If you make your own make sure that you post a pic for all of us to see. Good luck!:victory:


----------



## FarseerNo3 (Mar 7, 2008)

do you have a list of what are all the bits you used ?


----------



## Damned Fist (Nov 2, 2007)

FarseerNo3 said:


> do you have a list of what are all the bits you used ?


Everything came from a box of Tomb King warriors. I use them on most of my models and I still have a ton leftover!:good:


----------



## FarseerNo3 (Mar 7, 2008)

so if i buy a box of tomb kinds im sorted, what about the search light>? looks like its off a basilisk. and his iron halo / and metal bits / standard


----------



## Damned Fist (Nov 2, 2007)

FarseerNo3 said:


> so if i buy a box of tomb kinds im sorted, what about the search light>? looks like its off a basilisk. and his iron halo / and metal bits / standard



Hummmm..., good point. The light came off of a old predator, the windshield came off of a Eldar Wraith, the iron halo came out of a box of devastators and the standard is a nail with GS. Since these are just bits that I have leftover from my army I didn't include them in my answer because the TK's are the only item I bought special for this conversion. 

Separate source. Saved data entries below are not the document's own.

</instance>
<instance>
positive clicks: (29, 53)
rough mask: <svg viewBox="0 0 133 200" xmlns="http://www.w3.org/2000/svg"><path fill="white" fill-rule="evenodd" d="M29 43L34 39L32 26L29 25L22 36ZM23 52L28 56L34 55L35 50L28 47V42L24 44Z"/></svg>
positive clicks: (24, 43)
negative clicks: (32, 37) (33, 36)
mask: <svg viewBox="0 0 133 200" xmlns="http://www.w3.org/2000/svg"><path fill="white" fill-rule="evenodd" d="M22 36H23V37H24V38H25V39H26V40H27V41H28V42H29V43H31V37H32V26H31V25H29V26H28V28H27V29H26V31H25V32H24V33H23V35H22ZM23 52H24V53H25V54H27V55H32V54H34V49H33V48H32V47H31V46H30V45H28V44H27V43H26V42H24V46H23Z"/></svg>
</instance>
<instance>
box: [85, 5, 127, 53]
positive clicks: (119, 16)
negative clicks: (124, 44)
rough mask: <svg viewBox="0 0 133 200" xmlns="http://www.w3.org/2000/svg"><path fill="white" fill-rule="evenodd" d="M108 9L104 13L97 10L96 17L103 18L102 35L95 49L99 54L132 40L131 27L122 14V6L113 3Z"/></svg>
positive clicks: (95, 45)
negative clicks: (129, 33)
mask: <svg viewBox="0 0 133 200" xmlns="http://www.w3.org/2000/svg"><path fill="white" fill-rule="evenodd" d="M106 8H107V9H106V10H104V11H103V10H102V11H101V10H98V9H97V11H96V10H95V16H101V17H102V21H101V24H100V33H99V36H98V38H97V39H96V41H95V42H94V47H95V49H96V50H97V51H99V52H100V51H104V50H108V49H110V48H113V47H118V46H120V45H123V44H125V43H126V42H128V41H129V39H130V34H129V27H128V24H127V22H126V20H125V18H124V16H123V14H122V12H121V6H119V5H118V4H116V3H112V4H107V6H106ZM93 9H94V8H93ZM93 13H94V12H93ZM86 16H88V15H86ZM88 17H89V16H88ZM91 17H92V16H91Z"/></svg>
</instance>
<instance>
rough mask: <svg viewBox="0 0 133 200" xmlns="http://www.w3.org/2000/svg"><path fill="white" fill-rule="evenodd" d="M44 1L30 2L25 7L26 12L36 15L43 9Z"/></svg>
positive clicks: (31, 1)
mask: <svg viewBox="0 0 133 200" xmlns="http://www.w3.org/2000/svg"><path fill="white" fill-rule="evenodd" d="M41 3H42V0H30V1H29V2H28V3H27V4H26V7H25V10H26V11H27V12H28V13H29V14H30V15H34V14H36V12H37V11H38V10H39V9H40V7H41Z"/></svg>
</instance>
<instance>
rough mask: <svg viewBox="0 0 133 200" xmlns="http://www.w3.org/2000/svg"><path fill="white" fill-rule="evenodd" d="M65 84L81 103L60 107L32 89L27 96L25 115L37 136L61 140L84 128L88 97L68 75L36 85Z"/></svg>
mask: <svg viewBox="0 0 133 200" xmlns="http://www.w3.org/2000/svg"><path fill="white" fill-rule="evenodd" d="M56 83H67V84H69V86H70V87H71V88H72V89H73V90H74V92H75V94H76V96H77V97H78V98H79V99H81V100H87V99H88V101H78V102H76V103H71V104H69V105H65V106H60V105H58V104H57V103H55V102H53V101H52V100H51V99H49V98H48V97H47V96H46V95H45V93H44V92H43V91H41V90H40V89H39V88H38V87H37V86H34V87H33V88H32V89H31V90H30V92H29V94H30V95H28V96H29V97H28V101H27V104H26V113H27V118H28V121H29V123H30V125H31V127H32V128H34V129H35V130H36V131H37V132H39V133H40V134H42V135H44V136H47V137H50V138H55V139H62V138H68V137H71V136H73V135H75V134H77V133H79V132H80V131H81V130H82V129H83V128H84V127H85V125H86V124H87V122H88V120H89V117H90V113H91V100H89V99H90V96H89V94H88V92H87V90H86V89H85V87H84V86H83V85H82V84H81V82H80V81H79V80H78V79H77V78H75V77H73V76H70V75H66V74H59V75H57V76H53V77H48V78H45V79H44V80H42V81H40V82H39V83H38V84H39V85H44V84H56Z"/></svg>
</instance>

Sorry about that..., if you want to know anything else let me know.:good:


----------



## FarseerNo3 (Mar 7, 2008)

nope its all good gonna try and make a all sheeps skull one but file the horns off to make them wolfy


----------



## Damned Fist (Nov 2, 2007)

FarseerNo3 said:


> nope its all good gonna try and make a all sheeps skull one but file the horns off to make them wolfy



You won't have to file the horns off as they are separate on the sprue already.

Be sure to post a pic of your work.:victory: I really look forward to seeing it done


----------



## FarseerNo3 (Mar 7, 2008)

it will probably be done around mid april as my birthdays on 2nd april so mid april it will be glued if not after the 1st week of april 

http://www.bolterandchainsword.com/index.php?showtopic=124598

got inspiration from this guy too.

gonna make him more 13th company though, or like hey hes a really old wolf priest / rune priest. so old armor.

hence

maybe

balls on his armor like should pads and legs ect
chaos back pack with skulls over the vents instead of the balls
might use the chaplain bike bits also

http://www.games-workshop.de/warham...les/custodes/bilder/servo/sm_Mk6_detail_6.jpg

like that all over his body maybe


----------



## Damned Fist (Nov 2, 2007)

Sounds like you have a plan. Can't wait to see it!


----------



## FarseerNo3 (Mar 7, 2008)

Damned Fist said:


> Sounds like you have a plan. Can't wait to see it!


yeah considering i don't really convert this shall be nice i might put some wolf stuff on there too like a head with a light coming out of hits mouth


----------



## Damned Fist (Nov 2, 2007)

FarseerNo3 said:


> yeah considering i don't really convert this shall be nice i might put some wolf stuff on there too like a head with a light coming out of hits mouth



Very cool. Good luck!:victory:


----------



## Artilleon (Feb 27, 2008)

Wow, that is a kool konversion, it has given Me some inspiration to create a chaplin for my space marine chapter


----------



## Damned Fist (Nov 2, 2007)

Artilleon said:


> Wow, that is a kool konversion, it has given Me some inspiration to create a chaplin for my space marine chapter



Well good luck. Remember to post a pic for us to see:victory:


----------